Rozgrywki w Indonezji zawieszone po śmierci kibica

WP SportoweFakty / Piłka nożna
WP SportoweFakty / Piłka nożna

Rozgrywki indonezyjskiej ekstraklasy zostały zawieszone na dwa tygodnie. To konsekwencja śmierci kibica, który zginął podczas meczu w Dżakarcie. Decyzję taką podjął minister sportu Indonezji, Imam Nahrawi.

Śmierć 23-letniego kibica wzbudziła w Indonezji szok. Po meczu pomiędzy Persib Bandung i Persija Dżakarta doszło do konfrontacji pseudokibiców obu drużyn. Szybko postanowiły zareagować władze kraju, które wraz z indonezyjską federacją podjęły decyzję o zawieszeniu rozgrywek ekstraklasy. Wstępnie ma ono trwać dwa tygodnie, ale może być skrócone.

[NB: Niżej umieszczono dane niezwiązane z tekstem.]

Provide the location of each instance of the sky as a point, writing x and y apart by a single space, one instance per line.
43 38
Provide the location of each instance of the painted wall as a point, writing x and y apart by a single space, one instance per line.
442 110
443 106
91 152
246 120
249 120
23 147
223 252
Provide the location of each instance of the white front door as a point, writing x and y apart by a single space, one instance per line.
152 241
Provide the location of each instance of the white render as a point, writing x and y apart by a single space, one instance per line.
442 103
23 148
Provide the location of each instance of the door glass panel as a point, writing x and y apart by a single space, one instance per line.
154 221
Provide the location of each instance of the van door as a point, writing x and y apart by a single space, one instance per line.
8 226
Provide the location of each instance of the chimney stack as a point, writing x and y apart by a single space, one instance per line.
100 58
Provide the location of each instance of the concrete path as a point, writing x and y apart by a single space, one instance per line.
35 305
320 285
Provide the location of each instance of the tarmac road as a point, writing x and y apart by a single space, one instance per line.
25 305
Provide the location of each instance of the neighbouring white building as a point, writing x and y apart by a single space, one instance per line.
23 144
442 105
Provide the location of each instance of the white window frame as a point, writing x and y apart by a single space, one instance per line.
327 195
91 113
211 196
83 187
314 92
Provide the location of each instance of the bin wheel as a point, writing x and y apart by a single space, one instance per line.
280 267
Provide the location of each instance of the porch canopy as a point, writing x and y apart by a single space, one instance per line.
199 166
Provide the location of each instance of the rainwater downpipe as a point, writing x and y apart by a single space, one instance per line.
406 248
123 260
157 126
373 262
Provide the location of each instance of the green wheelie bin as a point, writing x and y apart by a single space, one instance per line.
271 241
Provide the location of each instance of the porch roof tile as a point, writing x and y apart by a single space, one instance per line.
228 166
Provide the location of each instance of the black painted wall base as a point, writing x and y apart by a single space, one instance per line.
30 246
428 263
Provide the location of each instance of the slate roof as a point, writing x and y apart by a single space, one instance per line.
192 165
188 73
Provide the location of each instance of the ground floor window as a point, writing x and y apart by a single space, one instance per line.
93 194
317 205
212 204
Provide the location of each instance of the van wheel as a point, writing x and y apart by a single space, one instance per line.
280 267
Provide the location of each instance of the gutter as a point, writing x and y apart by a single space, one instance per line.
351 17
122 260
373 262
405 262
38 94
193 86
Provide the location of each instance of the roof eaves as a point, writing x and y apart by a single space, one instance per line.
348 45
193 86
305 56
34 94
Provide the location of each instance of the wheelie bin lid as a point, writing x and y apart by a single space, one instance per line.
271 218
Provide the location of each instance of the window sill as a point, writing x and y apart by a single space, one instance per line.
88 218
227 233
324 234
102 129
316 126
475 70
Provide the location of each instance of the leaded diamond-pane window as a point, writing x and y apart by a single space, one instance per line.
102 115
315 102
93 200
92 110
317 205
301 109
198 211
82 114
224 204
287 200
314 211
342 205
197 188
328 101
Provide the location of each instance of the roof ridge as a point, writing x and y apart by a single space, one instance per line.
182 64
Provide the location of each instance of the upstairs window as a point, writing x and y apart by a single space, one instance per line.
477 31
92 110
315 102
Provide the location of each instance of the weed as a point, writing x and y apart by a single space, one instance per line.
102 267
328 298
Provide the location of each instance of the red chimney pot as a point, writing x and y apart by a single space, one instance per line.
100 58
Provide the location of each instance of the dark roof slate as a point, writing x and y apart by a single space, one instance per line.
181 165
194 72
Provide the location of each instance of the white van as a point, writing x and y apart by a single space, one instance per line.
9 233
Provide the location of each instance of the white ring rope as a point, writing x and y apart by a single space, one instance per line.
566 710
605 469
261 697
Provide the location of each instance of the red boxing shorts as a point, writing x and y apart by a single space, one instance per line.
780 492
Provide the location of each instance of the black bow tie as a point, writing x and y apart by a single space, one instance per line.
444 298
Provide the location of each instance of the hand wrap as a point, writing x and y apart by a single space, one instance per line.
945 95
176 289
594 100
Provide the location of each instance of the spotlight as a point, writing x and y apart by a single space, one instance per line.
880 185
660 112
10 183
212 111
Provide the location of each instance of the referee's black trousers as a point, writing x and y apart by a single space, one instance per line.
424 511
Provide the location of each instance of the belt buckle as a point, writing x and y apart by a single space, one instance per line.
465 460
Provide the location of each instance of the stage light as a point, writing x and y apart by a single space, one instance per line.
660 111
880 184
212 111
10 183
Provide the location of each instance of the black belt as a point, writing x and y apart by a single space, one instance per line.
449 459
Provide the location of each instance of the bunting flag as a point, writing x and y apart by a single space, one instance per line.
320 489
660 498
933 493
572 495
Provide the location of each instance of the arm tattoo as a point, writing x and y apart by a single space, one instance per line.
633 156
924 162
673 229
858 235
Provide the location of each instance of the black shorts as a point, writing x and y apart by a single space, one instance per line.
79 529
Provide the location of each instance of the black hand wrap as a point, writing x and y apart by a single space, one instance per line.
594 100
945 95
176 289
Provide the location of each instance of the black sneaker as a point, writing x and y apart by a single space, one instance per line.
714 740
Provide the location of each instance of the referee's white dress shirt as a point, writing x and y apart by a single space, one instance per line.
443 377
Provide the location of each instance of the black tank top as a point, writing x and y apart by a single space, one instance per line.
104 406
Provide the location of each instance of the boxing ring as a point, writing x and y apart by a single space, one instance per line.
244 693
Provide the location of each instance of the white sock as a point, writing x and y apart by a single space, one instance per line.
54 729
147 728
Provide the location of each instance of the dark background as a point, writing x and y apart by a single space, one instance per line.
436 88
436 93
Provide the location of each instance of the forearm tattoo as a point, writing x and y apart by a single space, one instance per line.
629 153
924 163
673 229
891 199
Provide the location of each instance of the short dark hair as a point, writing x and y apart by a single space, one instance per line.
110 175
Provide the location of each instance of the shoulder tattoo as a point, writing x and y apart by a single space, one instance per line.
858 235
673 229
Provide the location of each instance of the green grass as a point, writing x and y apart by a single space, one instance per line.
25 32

- Wciąż ustalamy fakty i gromadzimy dowody, które później zostaną przeanalizowane przez komisję ministerialną. Zobaczymy wtedy, jakie zasady zostały złamane. Jeśli problem uda się rozwiązać w ciągu tygodnia, to rozgrywki ligi piłkarskiej zostaną wznowione. Mamy nadzieję, że nie potrwa to długo - przekazał rzecznik prasowy indonezyjskiego ministerstwa sportu, Gatot S Dewa Broto.

Był to pierwszy śmiertelny incydent z udziałem kibiców od 2012 roku. W związku z tą sprawą zatrzymanych zostało 16 osób. Indonezyjski rząd chce zadbać o bezpieczeństwo na stadionach, gdyż kraj ten chce w 2032 roku zorganizować igrzyska olimpijskie.